Abstract

HIV-1 genomic RNA is packaged as a dimer into the virions. The initial metastable RNA dimer is believed to be formed by virtue of “kissing interactions” between two copies of the palindromic apical loops of stem-loop SL1 of the 5’-untranslated region (5’-UTR) of the genomic RNA. Viral nucleocapsid protein NCp7 promotes maturation of the RNA dimer into more stable form, which involves extended or linear form of SL1 dimer (reviewed in Paillart et al., 2004; Moore & Hu, 2009; Lu et al., 2011). In vitro experiments have shown that this conversion occurs at stoichiometric amounts of NCp7 without breaking interactions between the two copies of the SL1 apical loops (Mujeeb et al., 2007).
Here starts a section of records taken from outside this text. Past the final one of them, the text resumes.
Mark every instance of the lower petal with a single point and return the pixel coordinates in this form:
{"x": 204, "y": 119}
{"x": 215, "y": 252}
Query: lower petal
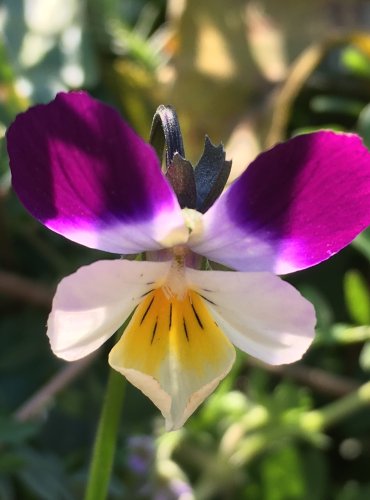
{"x": 174, "y": 352}
{"x": 261, "y": 314}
We have proposed a hypothetical pathway and calculated models of the intermediate structures for the SL1 stem-loop dimer maturation that does not require simultaneous dissociation of all base pairs in SL1 stems; this pathway involves formation of an RNA analog of the Holliday junction intermediate between the two stems of the SL1 dimer and a following branch migration towards the palindromic duplex (Ulyanov et al., 2011). Here, we extend these models to the dimer of the 1–344 fragment of HIV-1 RNA, which includes all of the 5’-UTR and the gag start AUG codon region, and show that the branch-migration mechanism of the dimer maturation is also feasible for the full 5’-UTR RNA. All RNA models have been calculated with the miniCarlo program (Zhurkin et al., 1991).